M. Landau am Permanenter Link
Hallo Herr/Frau A.S., vielen Dank für Ihren Hinweis,
einen Moment lang habe ich gestutzt, beim Wortteil "furcht". Aber tatsächlich ist sie überall, diese Furcht, welche die Kirche seit je her schürt und bis heute 'kultiviert', zu dem einzigen Zweck des Machterhalts ihrer Institutionen und Kirchenführer. Ein Grund mehr den Gottesbezug aus dem Grundgesetz zu entfernen, denn Furcht, Angst und Schrecken, und sei es nur eine Andeutung darauf, können nicht Grundlage für Freiheit, Recht und Demokratie bilden.
A.S. am Permanenter Link
Angt bzw. Furcht macht aus freien Menschen Untertanen, im Extremfall Sklaven.
Diktatoren und Sklavenhalter verbreiten Furcht und Angst mit Gewehren und Peitschen und machen so andere Menschen zu ihren Untertanen bzw.
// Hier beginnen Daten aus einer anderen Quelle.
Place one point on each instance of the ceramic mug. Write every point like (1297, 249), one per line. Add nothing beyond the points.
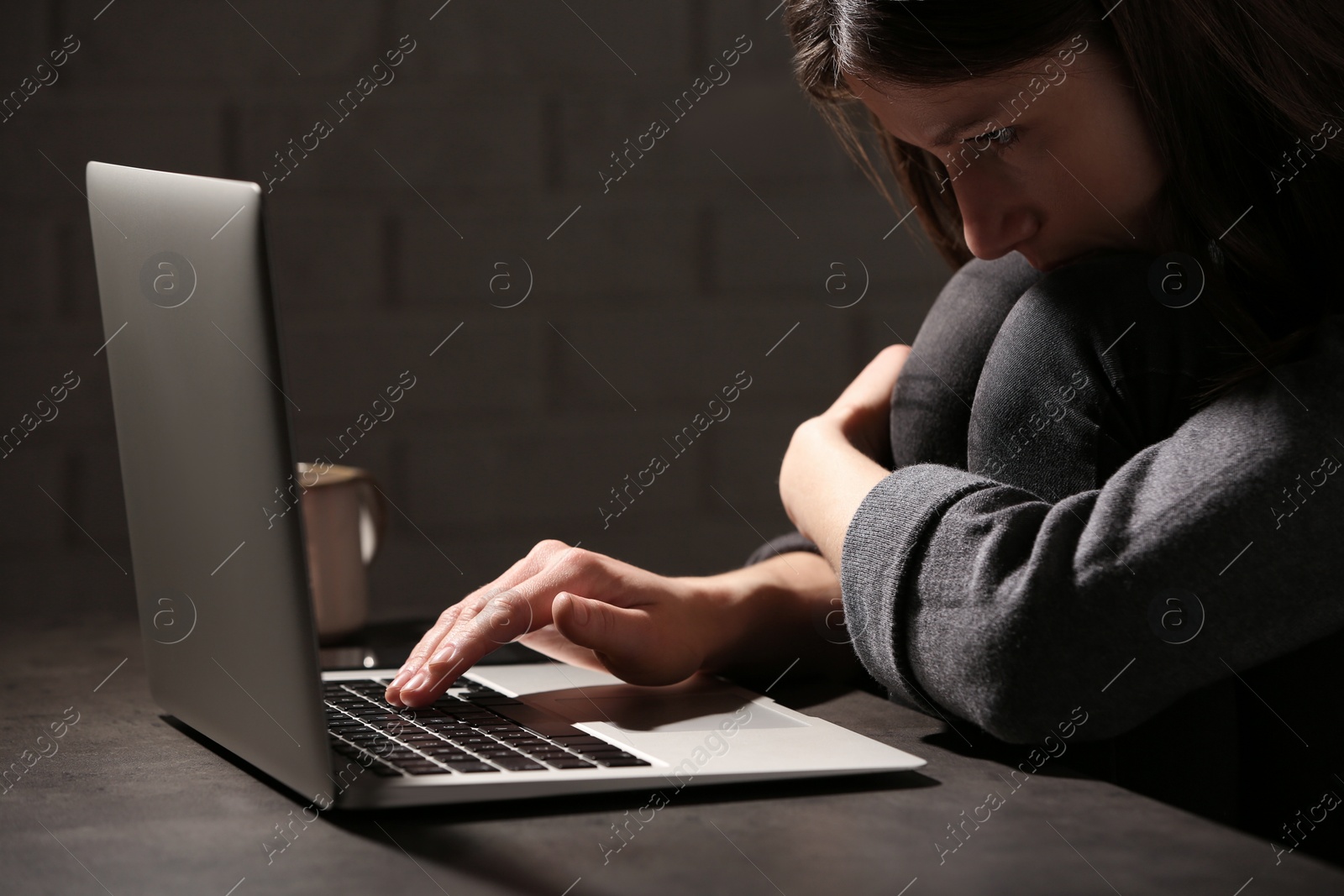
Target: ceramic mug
(344, 520)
Sklaven.
Priester verbreiten Angst und Furcht mit (unbewiesenen!) Göttern und machen so andere Menschen zu ihren (Gottes-)Untertanen bzw. (Gottes-)Sklaven.
Gewehre sind echt, benötigen aber Personal, die die Bedrohung aktiv ausüben.
"Gottesfurcht" residiert im Kopf. Einmal implementiert, wirkt sie selbsttätig.